Glenbrook’s Russ Jones is attending the PayPal X Platform developers conference in San Francisco. His post from Day 1 is here.

The second day of payments conferences usually give me a chance to step back, reflect on what was announced on the first day, and catch up with some people to better understand how things really work. While PayPal said that the three big themes for the conference were mobile, social, and local, they could just as easily said convenience, speed, and personalization. At least that’s what many of the the new products and solutions said to me.

PayPal Embedded Payments

With Embedded Payments, PayPal is simplifying the user experience down to the point where buyers just click and pay with a minimal amount of friction. The experience is “embedded” in the sense that the user doesn’t have to leave the sellers website to go sign-in, pick their payment method, and approve the purchase. Instead, when they click the “Pay with PayPal” button, a simplified PayPal light box hovers over the seller’s website, providing the consumer with a simple 2-click or even 1-click streamlined purchase experience.

The number of clicks varies because it can be personalized to be as light or heavy as the user wants. One consumer might personalize their use of PayPal so that they login once, but then never login again as long as their own the same computer. Even as they move across sites on the web. Another consumer might personalize their experience so that they are always prompted for login, even on repeat purchases from the same site.

PayPal Embedded Payments is build on top of Adaptive Payments. That means that sellers and app developers have access to send money features, chained payments, parallel payments, etc. The version of Embedded Payments available right now doesn’t yet support the handling of ship-to addresses, but PayPal says that’s coming.

For existing merchants, the streamlined user experience is also available through PayPal Express Checkout. So there is no need, strictly speaking, to switch to Adaptive Payments just to offer buyers a simplified experience.

PayPal refers to the simplified, on-site purchase experience as “inline checkout”. This user experience, however, is not completely new in online payments. Amazon Payments recently announced a similar user experience for its buyers in an enhanced version of Checkout by Amazon. Before that, PayPal had offered inline checkout for smartphone apps through its PayPal Mobile Library. The common thread through all these examples is the elimination of the clunky redirect step.

I wouldn’t be surprised to see other payment enablers move away from the traditional redirect model to the newer inline model.

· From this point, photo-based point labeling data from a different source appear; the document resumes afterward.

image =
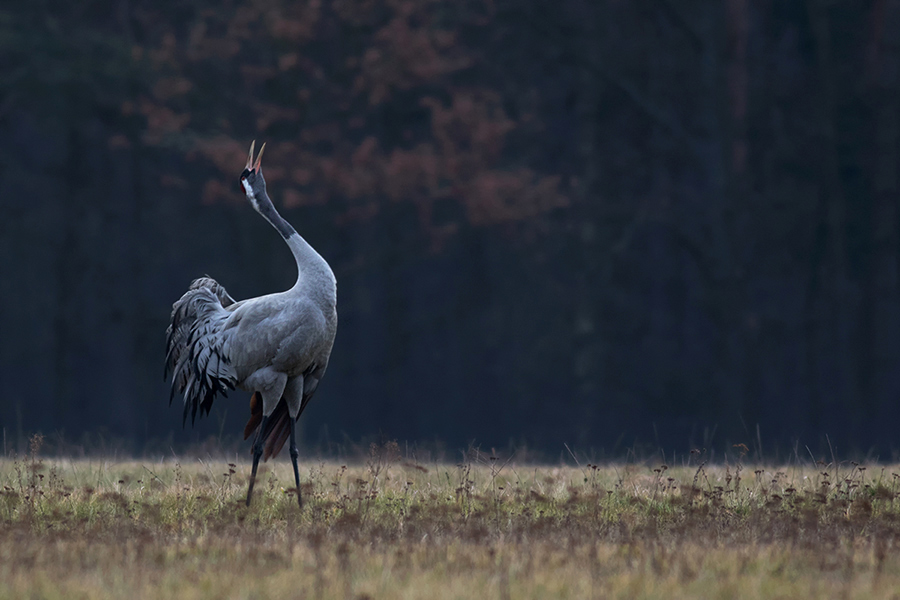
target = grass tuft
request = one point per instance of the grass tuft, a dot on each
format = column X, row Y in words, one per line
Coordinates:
column 485, row 527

But it’s going to take some technical known-how, particularly to streamline repetitive logins out of the user experience. To make this work, PayPal is using its risk management expertise to adjust things on the fly as necessary. The consumer might be asked to re-authenticate depending on what they are buying, where they are buying it, and how much it costs.

As an aside, PayPal is also applying the simplified, inline user experience to Adaptive Accounts as well. When a third-party app uses Adaptive Accounts to create PayPal accounts, the users won’t have to leave the app and go to the PayPal site just to establish their PayPal password. They can just hover over the app in a light box to quickly claim their new account.

PayPal for Digital Goods

PayPal for Digital Goods bundles a bunch of underlying things together to create a solution for a specific set of customers. In this case the customers are online game providers and other digital goods merchants that want a super easy, cost-efficient impulse purchase capability. PayPal for Digital Goods combines PayPal Embedded Payments (described above) with PayPal’s traditional micropayments pricing option.

When using the micropayments fee schedule, PayPal charges sellers $0.05 + 5% per transaction — which works out to be more economical than the typical $0.30 + 2.9% pricing on any purchase under $12.00. The variable part of the traditional fee is more expensive, for sure, but the fixed portion drops from $0.30 to $0.05. And its the fixed portion that most sellers complain about in digital goods.

Because PayPal for Digital Good is based on Embedded Payments, and Embedded Payments are based on Adaptive Payments, online site sites can also use all of its capabilities. They can use subscriptions, make pre-authorized payments in support of a pay-as-you go model, or just sell virtual goods on an ala carte basis. While not positioned as a micropayments solution, it sort of walks and talks like one.

PayPal also claims that it has adjusted its risk capabilities to better reflect online fraud in the digital goods market. But it was interesting to me that they didn’t extend their buyer protection program to cover digital goods purchases. Instead, they offered developers at the conference a session on best practices for managing digital goods fraud. Not what I was hoping for, but okay.

PayPal says that they like virtual currencies, and that virtual currencies have their place in this world, but clearly the company would prefer sellers to embrace PayPal for Digital Goods for direct monetization. They went out of their way to say that buyers will spend more on digital goods when they don’t have to worry about having unused, seller-specific virtual points left over at the end of the day.

Even without these new capabilities, PayPal claims to be on track to handle $3 billion in digital goods transactions in 2010. Clearly, that number will be going up dramatically as this solution makes its way into the market in coming months.